She must connect, she says, this Saturday Paris to London by car.
On Blablacar, Jana posted a carpool ad.
"Is your route still available?"
we ask him.
In English, she tells us to contact her on Whatsapp and gives us a phone number with the UK area code.
We exchange a few messages there and then she sends us a link leading to a site similar to that of Blablacar to which we must pay for our trip… The trip will never take place.
And for good reason: Jana does not exist.
The one behind it has the sole purpose of stealing money.
Valentin Hamon-Beugin, journalist at L'Usine nouvelle, was also (almost) taken in.
In a long series of tweets, he recounted his misadventure on Friday, shared for several thousand times.
He describes having wanted to book a carpool trip to connect Paris to Douai, his train having been canceled because of the storm.
On Blablacar, he therefore books a trip, it is confirmed and then cancelled.
The would-be driver, Sophia, contacts him and tells him that due to a technical problem, the ride was canceled, but that Blablacar gave him a link so he could confirm the ride anyway.
The young man falls into the trap and pays via this link until the bank confirmation message challenges him, this one asking to confirm a payment in ruble, the Russian currency!
Innocently, I click on the link, and there I come across a page that looks exactly like Blablacar.
Innocently (again), I fill in the requested information, and I proceed to payment.
I am then redirected to a page where I am asked for my credit card code pic.twitter.com/ZIX1LNGYUc
— Valentin Hamon--Beugin (@BeuginHamon) February 18, 2022
This is not the first time that such scams have been publicized.
Already last November, many similar testimonies had been published and picked up by the media.
“These are cases which remain rare and which we are able to detect and block quickly, as soon as suspicious behavior is detected or a member reports it to us”, relativizes however this Saturday a spokesperson for Blablacar.
Near-perfect phishing
What's really going on?
A carpool ad is first posted on the Blablacar platform by a fake profile.
The victim is interested in the trip, books it, but sees it canceled quickly… Blablacar's system, as it is designed, however, allowed the pirate to recover the victim's telephone number to contact him.
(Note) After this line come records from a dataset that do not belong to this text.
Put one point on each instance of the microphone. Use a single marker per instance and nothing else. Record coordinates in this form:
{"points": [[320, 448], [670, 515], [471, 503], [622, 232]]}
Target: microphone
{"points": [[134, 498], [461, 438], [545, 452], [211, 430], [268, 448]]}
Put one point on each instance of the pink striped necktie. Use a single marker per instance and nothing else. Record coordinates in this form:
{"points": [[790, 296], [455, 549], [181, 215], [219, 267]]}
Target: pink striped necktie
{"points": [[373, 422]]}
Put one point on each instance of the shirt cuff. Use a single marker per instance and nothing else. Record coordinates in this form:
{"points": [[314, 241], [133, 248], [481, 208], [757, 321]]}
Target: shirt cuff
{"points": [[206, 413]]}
Claiming the cancellation because of a technical problem on Blablacar's side, the hacker sends a link to a site similar to that of the platform and the victim is invited to pay... She thinks she has paid for her carpool, but she is wrong: the site is only a copy and the money goes… to the pirate.
This attempt at "phishing" ("phishing" in good French) is not uncommon on the Internet and many companies are confronted with it.
If Blablacar says to “detect and block quickly” these fake profiles, it only took us a few minutes to find Jana.
Better: we were able to see two trips made by this same Jana… on the same day: a Paris-London, with a departure at 9 p.m., but also a Paris-Amiens, with a departure… at the same time.
“Member” since February 2022, she has 10 published trips, but 0 reviews.
It's hard to know how many fake profiles are present on the platform, but a quick tour of Blablacar allowed us in a few minutes to identify almost a dozen profiles similar to Jana's (one recent registration, no reviews and many journeys) for various routes.
Blablacar insists and calls on its users to “look at the profile of the carpooler or carpooler with whom you plan to travel” before booking.
The platform also encourages you to “always book and pay directly” on its site.
"If a driver asks you to pay via a link on WhatsApp, by SMS or elsewhere than on the Blablacar platform, it may be a phishing attempt: in this case, you must refuse and inform Blablacar", explains the company.
Faced with the high risk of being scammed, the carpooling platform has reinforced its messages regarding the “risks associated with payments outside the platform”.